- 4 pounds russet, Yukon gold, or long white potatoes
- 2 teaspoons coarse salt, plus more to taste
- 1 1/2 cups milk or cream
- 1/2 cup (1 stick) unsalted butter, cut into pieces
- 1/2 teaspoon freshly ground black pepper
- 1/2 teaspoon freshly grated nutmeg
Peel potatoes, and cut into 1/2-inch-thick slices. Place in a medium stockpot, and cover with cold water. Add 2 tablespoons salt. Place over high heat, and bring to a boil. Reduce to a simmer, and cook until tender when pierced with the tip of a knife, about 20 minutes. Drain.

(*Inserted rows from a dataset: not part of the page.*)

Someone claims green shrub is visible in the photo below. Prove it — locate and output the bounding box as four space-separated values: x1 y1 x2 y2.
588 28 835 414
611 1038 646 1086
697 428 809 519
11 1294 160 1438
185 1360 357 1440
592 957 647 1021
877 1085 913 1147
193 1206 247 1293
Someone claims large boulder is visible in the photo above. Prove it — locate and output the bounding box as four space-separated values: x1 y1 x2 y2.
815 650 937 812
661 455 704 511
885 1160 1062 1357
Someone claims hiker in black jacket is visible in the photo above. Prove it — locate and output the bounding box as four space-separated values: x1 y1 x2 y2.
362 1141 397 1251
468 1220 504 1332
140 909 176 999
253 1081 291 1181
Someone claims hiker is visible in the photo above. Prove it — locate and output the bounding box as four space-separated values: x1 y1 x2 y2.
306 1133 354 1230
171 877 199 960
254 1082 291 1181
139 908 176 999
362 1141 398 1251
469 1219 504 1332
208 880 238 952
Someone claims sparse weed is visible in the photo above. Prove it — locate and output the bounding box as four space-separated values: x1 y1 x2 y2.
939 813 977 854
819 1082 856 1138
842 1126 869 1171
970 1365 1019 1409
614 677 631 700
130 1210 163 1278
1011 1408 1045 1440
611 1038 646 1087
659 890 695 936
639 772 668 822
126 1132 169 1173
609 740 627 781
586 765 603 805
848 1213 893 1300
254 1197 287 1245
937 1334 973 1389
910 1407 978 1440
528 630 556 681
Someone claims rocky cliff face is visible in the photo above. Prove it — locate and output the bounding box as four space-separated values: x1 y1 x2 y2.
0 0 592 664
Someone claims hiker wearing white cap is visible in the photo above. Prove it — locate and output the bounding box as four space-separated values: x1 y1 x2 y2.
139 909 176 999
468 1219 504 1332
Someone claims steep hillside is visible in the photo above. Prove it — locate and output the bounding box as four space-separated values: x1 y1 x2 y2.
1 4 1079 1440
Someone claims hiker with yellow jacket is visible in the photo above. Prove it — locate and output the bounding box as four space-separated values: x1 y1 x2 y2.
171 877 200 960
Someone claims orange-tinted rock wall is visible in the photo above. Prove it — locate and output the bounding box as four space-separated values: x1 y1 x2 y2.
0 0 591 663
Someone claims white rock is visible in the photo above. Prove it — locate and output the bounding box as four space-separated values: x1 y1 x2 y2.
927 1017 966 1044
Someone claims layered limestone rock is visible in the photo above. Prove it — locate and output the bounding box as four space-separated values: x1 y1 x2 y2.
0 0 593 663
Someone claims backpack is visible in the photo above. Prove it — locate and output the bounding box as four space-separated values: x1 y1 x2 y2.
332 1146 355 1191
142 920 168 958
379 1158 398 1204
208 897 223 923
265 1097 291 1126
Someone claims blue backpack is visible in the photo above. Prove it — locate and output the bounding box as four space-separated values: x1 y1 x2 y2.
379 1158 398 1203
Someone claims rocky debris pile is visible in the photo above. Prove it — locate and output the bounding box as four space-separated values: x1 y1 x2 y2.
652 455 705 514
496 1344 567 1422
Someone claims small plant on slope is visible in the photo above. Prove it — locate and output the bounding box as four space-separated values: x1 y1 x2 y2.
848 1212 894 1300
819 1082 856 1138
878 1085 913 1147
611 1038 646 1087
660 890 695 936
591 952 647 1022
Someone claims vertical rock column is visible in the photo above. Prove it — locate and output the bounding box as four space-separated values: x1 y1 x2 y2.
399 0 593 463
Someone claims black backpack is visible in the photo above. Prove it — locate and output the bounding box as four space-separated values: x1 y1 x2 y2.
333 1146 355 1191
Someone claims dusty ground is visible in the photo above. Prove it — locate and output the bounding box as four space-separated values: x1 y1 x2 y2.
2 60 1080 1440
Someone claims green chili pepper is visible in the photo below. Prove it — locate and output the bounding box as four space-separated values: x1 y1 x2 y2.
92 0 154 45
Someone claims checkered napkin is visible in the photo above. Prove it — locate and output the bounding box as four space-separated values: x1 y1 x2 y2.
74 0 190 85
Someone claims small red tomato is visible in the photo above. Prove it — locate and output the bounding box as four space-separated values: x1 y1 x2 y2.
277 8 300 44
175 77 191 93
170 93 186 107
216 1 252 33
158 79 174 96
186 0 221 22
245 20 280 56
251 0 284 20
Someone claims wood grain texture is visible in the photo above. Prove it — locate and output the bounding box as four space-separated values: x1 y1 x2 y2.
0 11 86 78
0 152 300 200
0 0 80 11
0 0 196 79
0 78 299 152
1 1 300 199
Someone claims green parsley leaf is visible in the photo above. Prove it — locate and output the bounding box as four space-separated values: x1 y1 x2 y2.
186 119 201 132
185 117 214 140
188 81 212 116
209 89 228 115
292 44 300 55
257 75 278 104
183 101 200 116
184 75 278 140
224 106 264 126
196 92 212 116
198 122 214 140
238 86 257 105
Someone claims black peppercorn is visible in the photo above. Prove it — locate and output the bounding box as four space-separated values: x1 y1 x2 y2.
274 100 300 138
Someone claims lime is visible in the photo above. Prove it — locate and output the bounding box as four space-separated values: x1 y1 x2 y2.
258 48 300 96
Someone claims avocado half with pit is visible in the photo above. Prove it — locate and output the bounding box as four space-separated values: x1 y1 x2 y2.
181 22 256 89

While potatoes are cooking, place milk in a small saucepan over medium-high heat just until it comes to a simmer. Reduce heat to low, and keep warm. Place a heatproof bowl over a pan of simmering water. Press hot, drained potatoes through a ricer into bowl. Stir potatoes with a wooden spoon until smooth, about 1 minute.
Stir in butter until completely melted and well incorporated. Slowly pour in hot milk, stirring continuously. Add pepper, nutmeg, and salt; stir to combine. Taste, and adjust for seasoning. Serve immediately.